Adil Devlet Başkanının Özelliği
Ömer Bin Abdülaziz (ra), halife olduğunda, Hasan Basri’ye (ra) bir mektup yazarak, kendisine adil yöneticinin özelliklerini yazmasını istedi. Hasan Basri de kendisine şunları yazdı:
“Ey Müminlerin Emiri, bil ki, Allah adil devlet başkanını; her eğilmeye yüz tutanı düzelten temel, her şaşkının başvuru kaynağı, her ifsad edicinin ıslahı, her zayıfın gücü, her mazlumun adaleti, her üzgünün sığınağı kılmıştır.
Adil devlet başkanı, ey Müminlerin Emiri, onlar için en güzel otlakları araştıran, tehlikeli otlaklardan uzaklaştıran, onları yırtıcı hayvanlardan koruyan ve onları sıcağın ve soğuğun eziyetinden sakınan, sürüsüne şefkatle davranan ve onlara acıyan çoban gibidir.
Adil devlet başkanı, ey Müminlerin Emiri, küçükken kendileri için çalışan, büyükken kendilerine öğreten, hayatında onlar için kazanç elde eden ve ölümünden sonra da onlar için biriktiren, evlatlarına şefkatli olan baba gibidir.
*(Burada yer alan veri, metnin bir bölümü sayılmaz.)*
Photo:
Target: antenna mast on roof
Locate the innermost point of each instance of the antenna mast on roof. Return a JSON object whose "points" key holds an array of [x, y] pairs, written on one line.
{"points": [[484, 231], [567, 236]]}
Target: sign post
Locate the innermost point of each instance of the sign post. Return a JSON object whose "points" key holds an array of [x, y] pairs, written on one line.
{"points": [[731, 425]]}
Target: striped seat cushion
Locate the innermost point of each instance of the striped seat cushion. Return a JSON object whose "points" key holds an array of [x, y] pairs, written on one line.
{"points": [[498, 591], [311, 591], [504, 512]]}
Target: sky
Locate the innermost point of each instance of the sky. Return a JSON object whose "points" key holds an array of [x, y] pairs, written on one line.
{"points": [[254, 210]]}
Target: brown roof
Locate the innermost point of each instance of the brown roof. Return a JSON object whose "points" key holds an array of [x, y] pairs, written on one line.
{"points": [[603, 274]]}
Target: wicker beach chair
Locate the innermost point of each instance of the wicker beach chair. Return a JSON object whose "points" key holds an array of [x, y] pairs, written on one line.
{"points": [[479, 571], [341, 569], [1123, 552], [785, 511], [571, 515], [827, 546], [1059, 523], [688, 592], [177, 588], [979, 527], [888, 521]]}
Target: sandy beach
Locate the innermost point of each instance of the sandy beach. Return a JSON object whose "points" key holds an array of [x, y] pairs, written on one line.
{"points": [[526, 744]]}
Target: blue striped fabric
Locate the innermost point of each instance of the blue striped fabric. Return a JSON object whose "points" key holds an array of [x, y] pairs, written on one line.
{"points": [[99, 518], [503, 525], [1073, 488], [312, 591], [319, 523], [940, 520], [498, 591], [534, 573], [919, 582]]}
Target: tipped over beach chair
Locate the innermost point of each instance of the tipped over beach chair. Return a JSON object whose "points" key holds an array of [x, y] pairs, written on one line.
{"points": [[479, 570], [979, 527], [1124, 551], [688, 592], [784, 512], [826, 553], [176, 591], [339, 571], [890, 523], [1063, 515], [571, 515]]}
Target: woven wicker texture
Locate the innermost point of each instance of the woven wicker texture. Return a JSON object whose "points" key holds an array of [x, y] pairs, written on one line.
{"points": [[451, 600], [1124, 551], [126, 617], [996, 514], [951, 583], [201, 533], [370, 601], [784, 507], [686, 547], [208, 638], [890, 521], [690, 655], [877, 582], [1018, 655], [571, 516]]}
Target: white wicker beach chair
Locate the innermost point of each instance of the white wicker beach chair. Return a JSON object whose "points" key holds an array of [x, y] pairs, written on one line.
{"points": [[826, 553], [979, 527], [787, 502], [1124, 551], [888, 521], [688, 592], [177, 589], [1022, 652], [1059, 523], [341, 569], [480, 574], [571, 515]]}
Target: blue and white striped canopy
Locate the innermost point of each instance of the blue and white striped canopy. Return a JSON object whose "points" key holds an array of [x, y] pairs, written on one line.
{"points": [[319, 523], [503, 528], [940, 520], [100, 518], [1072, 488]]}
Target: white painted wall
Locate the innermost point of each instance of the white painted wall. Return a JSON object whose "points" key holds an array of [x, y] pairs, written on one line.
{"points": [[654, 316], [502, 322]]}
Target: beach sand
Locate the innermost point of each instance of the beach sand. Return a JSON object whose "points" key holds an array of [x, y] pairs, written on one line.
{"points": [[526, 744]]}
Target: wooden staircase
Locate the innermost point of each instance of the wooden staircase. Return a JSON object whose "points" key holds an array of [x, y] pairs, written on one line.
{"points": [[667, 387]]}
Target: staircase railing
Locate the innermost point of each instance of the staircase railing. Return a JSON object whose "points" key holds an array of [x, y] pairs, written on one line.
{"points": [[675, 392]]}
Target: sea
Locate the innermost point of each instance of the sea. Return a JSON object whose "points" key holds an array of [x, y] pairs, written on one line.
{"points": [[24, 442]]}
Adil devlet başkanı, ey Müminlerin Emiri, onu zorlukla karnında taşıyan ve zorlukla doğuran, küçükken uykusuzluğu ile uykusuz kalıp sakinleşmesi ile sakinleşip onu terbiye eden, bazen onu emziren bazen de onu sütten kesen, afiyette olmasıyla sevinen, şikayet etmesiyle üzülen, evladına karşı ince ruhlu, iyiliksever ve şefkatli anne gibidir.
Adil devlet başkanı, ey Müminlerin Emiri, küçüklerini terbiye edip, büyüklerinin geçimini sağlayan, yetimlerin vasisi ve fakirlerin hazinedarıdır.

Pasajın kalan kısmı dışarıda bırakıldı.